Аристарх Эммануилович пробежался глазами по главе, содержавшей всего несколько абзацев, уделявших внимание причине выбора редких языков для компоновки в один. И этому языку надлежало использоваться на определенных условиях. Ему никогда не приходилось бывать среди лиц, в своем общении сочетавших латынь либо более древние языки с привычным. Зато он неплохо понимал причину такого лингвистического поведения.
Язык, допустимый к изучению и использованию малым количеством лиц, выделял их из общей численности людей, формируя вокруг них ореол избранности. Примеряя на себя роль носителя особого языка, он ощутил, сопричастность к чему-то сакральному. Впрочем, знание латыни обеспечивало ему такую возможность. Язык священнослужителей и врачей не использовался обычными людьми. И таким образом, оказывалось влияние на умы обывателей, заставляя их трепетать от непонимания.
Сочетая лингвистические знания с семантическими, он и сам был в состоянии вывести уникальный способ общения между избранными особами.
Задумавшись об искусственно-выведенных языках, Аристарх Эммануилович вспомнил человека, встретившегося ему пару десятков лет тому назад. Образ этого человека слегка померк, что было вполне естественным, ибо время мало что щадило, даже воспоминаниям от него доставалось. А вот что сохранилось так это уникальный язык, который создал этот самый малознакомый чудак. Ему потребовались услуги филолога с уклоном в семантику, а Аристарх Эммануилович отличался неконтролируемой тягой к изучению всего старого, при этом нового. Предоставленный ему язык был отменной модернизацией мертвого и нескольких действующих языков. Зачем это потребовалось владельцу уникального словаря, профессор не мог и представить, а расспрашивать не позволяло воспитание.
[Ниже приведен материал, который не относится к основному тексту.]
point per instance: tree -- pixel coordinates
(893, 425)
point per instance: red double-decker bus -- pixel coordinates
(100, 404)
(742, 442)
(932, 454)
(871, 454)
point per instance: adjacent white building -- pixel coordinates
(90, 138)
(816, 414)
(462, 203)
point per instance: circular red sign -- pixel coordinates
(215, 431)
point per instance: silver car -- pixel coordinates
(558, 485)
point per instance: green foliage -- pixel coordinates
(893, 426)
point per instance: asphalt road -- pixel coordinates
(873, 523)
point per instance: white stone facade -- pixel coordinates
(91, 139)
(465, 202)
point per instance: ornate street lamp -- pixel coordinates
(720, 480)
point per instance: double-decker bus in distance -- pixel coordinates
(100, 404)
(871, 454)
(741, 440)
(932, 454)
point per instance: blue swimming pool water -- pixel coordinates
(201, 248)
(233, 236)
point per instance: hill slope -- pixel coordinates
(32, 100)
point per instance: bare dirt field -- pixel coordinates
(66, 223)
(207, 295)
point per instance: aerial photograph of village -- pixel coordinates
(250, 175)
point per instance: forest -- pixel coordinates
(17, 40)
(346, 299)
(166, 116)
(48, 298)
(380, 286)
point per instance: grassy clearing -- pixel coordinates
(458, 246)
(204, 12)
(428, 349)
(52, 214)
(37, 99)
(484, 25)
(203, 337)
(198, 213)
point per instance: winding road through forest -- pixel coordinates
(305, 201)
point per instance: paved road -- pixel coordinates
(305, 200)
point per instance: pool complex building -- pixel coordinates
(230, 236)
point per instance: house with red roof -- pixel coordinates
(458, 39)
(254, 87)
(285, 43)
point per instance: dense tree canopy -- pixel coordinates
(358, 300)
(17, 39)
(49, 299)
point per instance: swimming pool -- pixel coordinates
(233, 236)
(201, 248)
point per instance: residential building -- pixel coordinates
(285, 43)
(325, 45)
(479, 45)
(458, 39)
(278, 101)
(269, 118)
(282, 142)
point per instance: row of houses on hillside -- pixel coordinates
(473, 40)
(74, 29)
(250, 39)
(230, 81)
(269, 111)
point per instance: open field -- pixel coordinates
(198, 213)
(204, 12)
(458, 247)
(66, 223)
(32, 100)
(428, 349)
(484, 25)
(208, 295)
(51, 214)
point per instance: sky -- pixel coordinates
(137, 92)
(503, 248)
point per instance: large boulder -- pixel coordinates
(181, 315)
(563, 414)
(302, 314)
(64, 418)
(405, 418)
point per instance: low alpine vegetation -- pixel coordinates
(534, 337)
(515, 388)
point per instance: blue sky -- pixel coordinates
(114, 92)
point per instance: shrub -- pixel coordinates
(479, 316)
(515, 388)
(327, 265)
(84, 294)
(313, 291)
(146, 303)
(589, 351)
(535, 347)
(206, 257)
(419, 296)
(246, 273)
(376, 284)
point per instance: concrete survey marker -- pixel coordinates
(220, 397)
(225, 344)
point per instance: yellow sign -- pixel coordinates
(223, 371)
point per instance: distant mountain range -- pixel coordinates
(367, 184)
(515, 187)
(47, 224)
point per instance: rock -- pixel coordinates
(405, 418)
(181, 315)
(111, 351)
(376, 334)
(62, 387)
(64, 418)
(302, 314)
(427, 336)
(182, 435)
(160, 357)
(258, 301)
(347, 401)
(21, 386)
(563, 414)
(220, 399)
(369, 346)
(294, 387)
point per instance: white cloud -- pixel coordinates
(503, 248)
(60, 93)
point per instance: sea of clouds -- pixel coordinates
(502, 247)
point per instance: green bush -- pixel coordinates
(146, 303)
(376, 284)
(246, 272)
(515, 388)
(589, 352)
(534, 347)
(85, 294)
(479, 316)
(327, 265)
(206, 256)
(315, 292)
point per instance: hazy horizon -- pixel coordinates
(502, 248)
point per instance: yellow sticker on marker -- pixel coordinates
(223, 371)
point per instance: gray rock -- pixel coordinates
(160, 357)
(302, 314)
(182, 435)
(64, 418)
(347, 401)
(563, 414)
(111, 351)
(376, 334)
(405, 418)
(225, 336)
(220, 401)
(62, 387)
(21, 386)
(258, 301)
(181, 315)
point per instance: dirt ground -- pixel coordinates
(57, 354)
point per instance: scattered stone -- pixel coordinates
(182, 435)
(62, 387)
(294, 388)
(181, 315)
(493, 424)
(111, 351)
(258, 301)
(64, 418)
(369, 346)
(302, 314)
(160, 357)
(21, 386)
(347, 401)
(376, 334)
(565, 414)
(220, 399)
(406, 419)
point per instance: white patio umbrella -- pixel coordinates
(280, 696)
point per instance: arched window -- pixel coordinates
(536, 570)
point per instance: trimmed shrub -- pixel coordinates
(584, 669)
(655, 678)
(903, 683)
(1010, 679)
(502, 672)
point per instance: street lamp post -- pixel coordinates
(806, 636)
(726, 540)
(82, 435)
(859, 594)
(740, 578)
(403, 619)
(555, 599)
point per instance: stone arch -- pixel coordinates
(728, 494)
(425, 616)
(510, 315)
Так он и не узнал до конца тайну рукописного словаря, хранившегося в его книжном шкафу.
Переборовши лень, обусловленную годами и хворью, он встал из-за стола и подошел к шкафу. Уникальный словарь все также лежал на верхней полке, на которой профессор выставлял редко используемые книги. Всему приходит время, в том числе и исключениям из правил.
Словарь казался недостаточно толстым, как надлежало, но в отличие от своих собратьев по предназначению, мог оказаться занятной забавой для лингвистов, а те точно должны были бы пожаловать в библиотеку. Профессор уважал единомышленников и посчитал себя должным довести до ума проект, отложенный на более подходящее время.